首都圏佐渡連合会 産業振興フォーラム開催 (1/2)

会の活動報告

 3月4日(土)東京新潟県人会館に於いて3年振りに首都圏佐渡連合会主催の第28回産業振興フォーラムが総勢103名を迎えて開催された。第一部基調講演講師はNHKグローバルメディアサービス専門委員瓜林裕治氏、演題は「NHK・マスコミ業界の変遷」。ご自身の入局当初、駆け出し記者時代に担当した地方での事件、事故や東京の社会部記者時代に起こったロッキード事件での容疑者宅の張り込み、捜査官への夜回り、等の苦労話、また沖縄勤務時代の首里城復元、米軍基地問題、災害報道にも関わったこと、等体験談を語って頂いた。


瓜林裕治氏

 スポーツ報道センター部長時代においては長野オリンピック(1998年)に関わり、スピードスケート500メートル金メダリストの清水宏保選手が、競技の前にお腹をこわして何も食べずに競技に臨み、スタジオ入りすると直ぐに「うどんが食べたい」と言ったので直ぐに取り寄せて食べてもらい、非常にうまそうに食べていたのを今でも覚えている。500メートル競技は100分の数秒で順位が入れ替わるのでちょっとした体調の変化も許されない。清水選手は非常に厳しい訓練を長く続けていたことで弱気の虫というものを寄せ付けなかった、と感じた。もう一人印象に残っているのは、開会式のゲストに出演してもらった女子マラソン選手の有森裕子さんの「私は今でも毎日走らないと直ぐに筋肉とか心臓とか肺活量がバタッと落ちてしまい直ぐ走れなくなってしまいます」と言い、一時気が落ちて走るのをやめようかと思ったことがあるそうです。そういうときも自分と闘いながらくじけずに毎日トレーニングを欠かさずに続ける、「人間いかに毎日継続して鍛錬することが重要か」ということを有森さんが教えてくれた。継続は力なり、ということわざもありますが、世界的なアスリートの体験からの教訓はことわざより深く伝わる、と感じた、との話もして頂きました。


会場風景

 国際的なスポーツ競技においては民放との連合(ジャパンコンソーシアム)で放送権を獲得することがあり、高額な放送権料を民放と分担する話もあり、現在はニュース番組の英語副音声の担当振り分け、等の統括をしており、英語で放送されるまでの流れもしていただいた。

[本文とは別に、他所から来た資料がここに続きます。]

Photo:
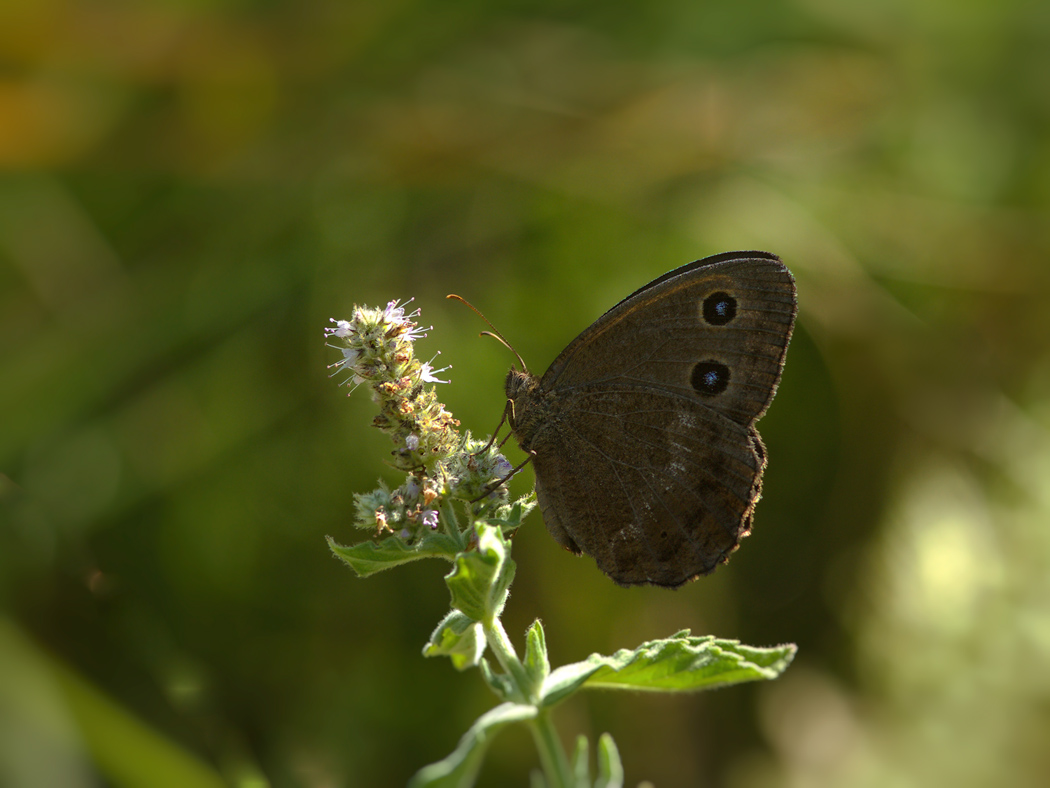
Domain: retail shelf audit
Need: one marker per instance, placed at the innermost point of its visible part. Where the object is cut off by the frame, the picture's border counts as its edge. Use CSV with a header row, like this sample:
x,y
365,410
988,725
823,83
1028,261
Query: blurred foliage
x,y
189,190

 広報室副部長時代(1990年代)の話として、広報といっても番組の宣伝ではなくマスコミ広報と言って職員の不祥事、番組の「やらせ」、等の問題が起こった際の新聞、週刊誌の取材窓口の部署であり、NHKの対応基本方針である、事実を曲げたり都合の悪いところを隠して発表しない、事実を小出しにしないでいっぺんに洗いざらい発表する、特定の新聞社の特ダネにしない、という必要以上に大きくしてほしくないための方法でNHKのイメージダウンを少しでも抑えるのが役目でした、との話もありました。職員の不祥事問題から受信料の不払い問題が起こり管理職が一軒一軒お詫びと説明に回ったが中々許してもらえなかった、との話もありました。

 この他、NHK会長は内閣総理大臣が任命した経営委員12人の内9人以上の賛成で選任される。NHKの予算は総務省に提出し、総務大臣の意見を付けて内閣経由で国会に提出、審議、承認の仕組みとなっている、との説明もありました。

 ヨーロッパ等の公共放送は政府から独立した放送行政組織が会長の選任、経営を行っており、独立行政委員会は世界的な流れになっているそうです。